Polyps are mostly found in the colon and rectum but can also be found in the small intestines, stomach, and other areas. On average, colorectal polyps in someone with FAP begin to appear in the late teens. Without careful surveillance and/or intervention, the risk for colon cancer is 100 percent. The other cancer risks seen in FAP include small bowel, pancreatic, thyroid, liver, and bile duct cancer; the risk for each these is significantly lower than the risk for colorectal cancer. Individuals with FAP are also at risk for specific non-cancerous findings, including changes in the eyes, skin, and teeth.

FAP is caused by genetic mutations in the APC gene. APC mutations are inherited in an autosomal dominant pattern. An individual with FAP has a 50 percent (one in two) chance of passing the genetic mutation causing FAP on to each one of his or her children. Although most people with FAP have a family history of colon polyps and/or cancer, 20 to 25 percent of individuals with FAP do not have any family history. This is because 20 to 25 percent of the time, an APC mutation is new in that person and not inherited from a parent. However, once an individual has an APC mutation, he or she can pass the mutation on to their children.

MUTYH-associated polyposis (MAP) is another hereditary syndrome that leads to the development of many adenomatous polyps in the colon. MAP typically presents like attenuated FAP, with less than 100 colon polyps and an older age of onset. However, some individuals may have more or less polyps than typically seen with AFAP.

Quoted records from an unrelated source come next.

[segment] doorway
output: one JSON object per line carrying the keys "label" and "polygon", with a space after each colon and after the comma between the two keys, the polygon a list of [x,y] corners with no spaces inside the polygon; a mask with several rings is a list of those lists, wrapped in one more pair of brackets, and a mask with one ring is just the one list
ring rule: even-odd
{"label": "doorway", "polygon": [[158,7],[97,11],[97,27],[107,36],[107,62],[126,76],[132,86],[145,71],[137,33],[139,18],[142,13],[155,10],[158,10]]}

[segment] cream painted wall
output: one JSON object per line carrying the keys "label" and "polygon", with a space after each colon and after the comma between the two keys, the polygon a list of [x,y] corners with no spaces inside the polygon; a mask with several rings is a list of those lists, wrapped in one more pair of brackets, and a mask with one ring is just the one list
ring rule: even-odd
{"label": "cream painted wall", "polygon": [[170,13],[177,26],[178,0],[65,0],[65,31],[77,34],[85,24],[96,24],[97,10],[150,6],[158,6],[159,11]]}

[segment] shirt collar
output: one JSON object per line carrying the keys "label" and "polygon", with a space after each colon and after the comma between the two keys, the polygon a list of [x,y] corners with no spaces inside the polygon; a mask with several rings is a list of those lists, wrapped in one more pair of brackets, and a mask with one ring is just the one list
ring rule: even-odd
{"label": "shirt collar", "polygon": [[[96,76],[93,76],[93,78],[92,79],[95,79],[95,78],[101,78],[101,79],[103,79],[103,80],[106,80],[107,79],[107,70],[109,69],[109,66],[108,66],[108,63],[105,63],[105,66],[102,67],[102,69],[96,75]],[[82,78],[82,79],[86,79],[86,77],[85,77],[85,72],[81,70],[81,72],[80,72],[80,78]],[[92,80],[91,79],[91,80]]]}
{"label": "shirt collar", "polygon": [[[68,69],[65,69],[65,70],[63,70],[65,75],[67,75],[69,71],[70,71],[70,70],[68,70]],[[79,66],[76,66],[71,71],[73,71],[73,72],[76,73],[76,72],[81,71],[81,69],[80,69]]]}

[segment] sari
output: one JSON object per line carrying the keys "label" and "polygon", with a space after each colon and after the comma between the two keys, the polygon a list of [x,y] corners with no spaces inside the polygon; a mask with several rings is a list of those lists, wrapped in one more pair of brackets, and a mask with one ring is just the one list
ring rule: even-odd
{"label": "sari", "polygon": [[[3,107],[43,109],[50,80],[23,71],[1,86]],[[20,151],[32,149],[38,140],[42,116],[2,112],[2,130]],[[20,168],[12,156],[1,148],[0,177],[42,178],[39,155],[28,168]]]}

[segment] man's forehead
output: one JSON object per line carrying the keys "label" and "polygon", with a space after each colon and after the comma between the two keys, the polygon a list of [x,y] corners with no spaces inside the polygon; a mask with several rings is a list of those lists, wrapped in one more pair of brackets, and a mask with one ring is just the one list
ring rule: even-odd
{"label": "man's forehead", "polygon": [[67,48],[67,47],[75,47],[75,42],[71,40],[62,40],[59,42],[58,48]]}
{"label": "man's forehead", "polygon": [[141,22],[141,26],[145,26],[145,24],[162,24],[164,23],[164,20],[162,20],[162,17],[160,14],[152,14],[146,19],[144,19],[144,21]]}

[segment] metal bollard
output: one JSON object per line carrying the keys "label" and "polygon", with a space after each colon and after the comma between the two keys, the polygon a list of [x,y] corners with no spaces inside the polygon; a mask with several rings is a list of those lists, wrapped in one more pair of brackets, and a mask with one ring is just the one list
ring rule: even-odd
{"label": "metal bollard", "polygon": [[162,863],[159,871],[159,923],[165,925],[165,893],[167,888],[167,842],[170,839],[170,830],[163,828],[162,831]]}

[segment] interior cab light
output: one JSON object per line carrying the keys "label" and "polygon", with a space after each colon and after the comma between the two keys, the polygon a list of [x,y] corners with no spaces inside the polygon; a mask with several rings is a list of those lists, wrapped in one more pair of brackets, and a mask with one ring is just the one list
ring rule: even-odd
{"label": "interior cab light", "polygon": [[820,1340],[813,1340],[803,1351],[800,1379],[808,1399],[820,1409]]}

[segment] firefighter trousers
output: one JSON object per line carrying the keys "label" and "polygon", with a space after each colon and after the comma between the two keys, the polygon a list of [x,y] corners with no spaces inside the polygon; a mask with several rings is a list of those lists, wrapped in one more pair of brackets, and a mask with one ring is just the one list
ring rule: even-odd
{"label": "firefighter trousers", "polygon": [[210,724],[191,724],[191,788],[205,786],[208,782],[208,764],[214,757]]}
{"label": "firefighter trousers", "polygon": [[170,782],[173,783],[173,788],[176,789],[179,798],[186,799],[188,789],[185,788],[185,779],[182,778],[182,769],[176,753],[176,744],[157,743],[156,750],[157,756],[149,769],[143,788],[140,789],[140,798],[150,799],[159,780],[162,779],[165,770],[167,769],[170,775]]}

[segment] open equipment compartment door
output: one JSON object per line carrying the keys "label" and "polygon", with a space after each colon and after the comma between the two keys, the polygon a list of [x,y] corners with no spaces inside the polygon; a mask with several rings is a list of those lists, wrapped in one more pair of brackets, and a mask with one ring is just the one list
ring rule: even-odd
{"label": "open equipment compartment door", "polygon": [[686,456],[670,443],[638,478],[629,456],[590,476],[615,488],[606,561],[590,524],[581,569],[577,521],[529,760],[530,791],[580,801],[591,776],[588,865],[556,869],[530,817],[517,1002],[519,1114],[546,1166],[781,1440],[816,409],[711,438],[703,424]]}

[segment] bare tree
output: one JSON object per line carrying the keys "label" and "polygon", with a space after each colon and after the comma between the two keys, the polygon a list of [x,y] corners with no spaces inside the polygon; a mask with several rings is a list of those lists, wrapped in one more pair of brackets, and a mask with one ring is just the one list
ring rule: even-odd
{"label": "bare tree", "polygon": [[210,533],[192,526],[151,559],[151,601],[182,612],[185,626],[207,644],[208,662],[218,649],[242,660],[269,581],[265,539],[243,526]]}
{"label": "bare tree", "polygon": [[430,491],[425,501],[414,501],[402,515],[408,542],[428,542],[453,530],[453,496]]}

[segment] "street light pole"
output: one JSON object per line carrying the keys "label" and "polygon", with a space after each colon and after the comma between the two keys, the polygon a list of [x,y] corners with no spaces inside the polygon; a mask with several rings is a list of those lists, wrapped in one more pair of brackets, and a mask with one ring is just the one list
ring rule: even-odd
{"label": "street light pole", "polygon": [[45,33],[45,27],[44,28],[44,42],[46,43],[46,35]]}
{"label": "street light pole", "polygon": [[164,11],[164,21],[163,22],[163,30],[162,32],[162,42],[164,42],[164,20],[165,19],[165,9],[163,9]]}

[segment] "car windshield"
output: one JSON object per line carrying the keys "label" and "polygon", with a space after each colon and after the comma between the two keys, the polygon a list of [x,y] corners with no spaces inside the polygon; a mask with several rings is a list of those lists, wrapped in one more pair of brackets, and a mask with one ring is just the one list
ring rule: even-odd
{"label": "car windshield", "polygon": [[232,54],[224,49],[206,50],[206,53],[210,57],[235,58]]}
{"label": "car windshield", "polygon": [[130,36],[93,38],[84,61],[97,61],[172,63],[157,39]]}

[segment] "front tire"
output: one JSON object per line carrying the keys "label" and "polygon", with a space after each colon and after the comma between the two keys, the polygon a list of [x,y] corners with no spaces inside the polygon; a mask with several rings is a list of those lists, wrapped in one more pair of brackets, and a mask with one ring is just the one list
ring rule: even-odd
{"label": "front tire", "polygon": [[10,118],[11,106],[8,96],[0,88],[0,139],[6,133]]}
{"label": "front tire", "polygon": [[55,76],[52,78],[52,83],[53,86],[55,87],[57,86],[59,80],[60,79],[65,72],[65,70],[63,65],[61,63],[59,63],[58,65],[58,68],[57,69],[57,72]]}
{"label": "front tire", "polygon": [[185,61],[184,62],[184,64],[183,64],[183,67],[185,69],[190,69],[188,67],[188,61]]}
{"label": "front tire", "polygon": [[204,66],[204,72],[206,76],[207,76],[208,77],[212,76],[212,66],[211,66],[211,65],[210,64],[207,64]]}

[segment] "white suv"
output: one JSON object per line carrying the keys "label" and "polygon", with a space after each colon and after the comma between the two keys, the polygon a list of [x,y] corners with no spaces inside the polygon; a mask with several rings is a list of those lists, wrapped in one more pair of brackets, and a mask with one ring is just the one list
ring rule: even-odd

People with MAP have a 43 to 100 percent risk to develop colon cancer without careful surveillance and/or intervention. Because MAP is a relatively newly discovered hereditary polyposis syndrome, the risk for polyps and cancer outside of the colon is unclear. Researchers are working to further define these risks.

MAP is caused by genetic mutations in the MUTYH gene (sometimes also called MYH). MUTYH mutations are inherited in an autosomal recessive pattern. This means that in order to have MAP, you must inherit a genetic mutation in MUTYH from each parent. An individual with only one mutation in the MUTYH gene is a “carrier” for MAP and generally not thought to be at a significantly increased risk for cancer. If two individuals are both “carriers” of MYH mutations, each of their children would have a 25 percent chance to have MAP.

Other genes associated with hereditary risk for colon cancer and colon polyps have been more recently discovered and are available as part of Next Generation Sequencing technology.